Carpenter has won three Indy 500 poles in his career.
“Obviously I’d like to see a first-time winner,” Carpenter said. “There is a time when you can be happy when people are still competing, but at the moment I wasn’t happy to see Helio Castroneves win, I would have been just as upset if Alex Palou had won, or Simon Pagenaud or Pato O’Ward, all the guys before me.
“As time goes by, I will have different feelings about what new history is being made, but for now, I’m living in the moment.”
The graduate of Butler University in Indianapolis is very socially active. The 41-year-old has built a highly successful three-driver NTT IndyCar Series team that includes 21-year-old rookie driver Rinus VeeKay of the Netherlands and compatriot Hoosier Conor Daly of Noblesville, Indiana.
Hard to believe, but Carpenter is competing in his 19th Indianapolis 500 on Sunday. Last Sunday he had another great qualifying performance and his fourth-lap average of 233.080 mph puts him in fourth on the grid, within row 2 of pole- Winner Scott Dixon.
With three Indy 500 poles, Carpenter has led 146 laps.
He led 37 laps in 2013 after starting from pole but finished tenth. The following year, Carpenter started from pole again and was probably the best driver of the race when he was involved in a crash with James Hinchcliffe on lap 175. Instead of a win, he finished 27th.
“We were really strong that day in 2014,” said Carpenter. “It still hurts.”
In 2018 he started from pole and battled with Team Penske driver Will Power for most of the race. Carpenter led 65 laps, but in the end, Power’s Chevrolet was only slightly better than Carpenter’s Chevy and he finished second, just 3.159 seconds behind Power’s No. 12 Chevy.
“It’s hard to get second here,” said Carpenter. “It’s the worst place to be. You can go back and analyze a race like this and there are a few places where I could have made the difference.
“The race plays itself out. Last pit cycle, I could have done more on an in and out lap or caught different traffic than he did. But that’s why you run the race.
“It was a good fight between the two of us. Whoever went into the final stint in the lead would likely be the winner.
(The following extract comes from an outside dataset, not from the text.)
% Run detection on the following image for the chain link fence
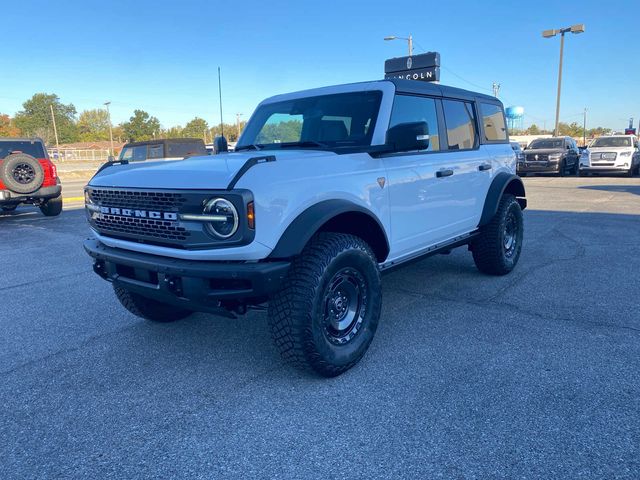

We did everything we could to hunt him down, but it just wasn’t enough.”
Carpenter is proud that Ed Carpenter Racing has been the fastest Chevrolet team at the Indianapolis 500 for the past three years.
“It’s a great source of pride for the team that we want to be at the top,” said Carpenter. “To be the fastest running Chevy for the last three years is something I’m very proud of for the people on the team who have put so much work into having fast cars and fighting for poles and race wins.
“Just because you’re successful one year doesn’t mean you’ll be successful the next. Just because you had a bad year for a year doesn’t mean you’re doomed for another bad year. For us as a team we take what we can learn from an event, positive and negative, and try to get better. You have to do the same work over and over again. They add more layers to be thorough and prepared.
“You have to get stronger while other teams get stronger too. It’s a never-ending urge to try and improve.”
Carpenter has carved his own unique place in Indianapolis Motor Speedway history, but more than anything he would love to have his name added to the list of Indianapolis 500 winners.
Throughout his career, however, the quiet man-turned-Hometown Hero has created something to be proud of.
“Winning this race is what I always wanted,” said Carpenter. “The need never goes away. When I was younger I always wondered what my career would be like, if I won this race or not. That aspect doesn’t really interest me anymore. I just want to win this race for me, my family and my team.
“I’m doing this for myself and my family, so if I win it will be very satisfying for us. There is no one in my life who understands how much I put into this, except you. Now that my kids are older, they see this process more.
“It’s fun to have her with me now on this journey.”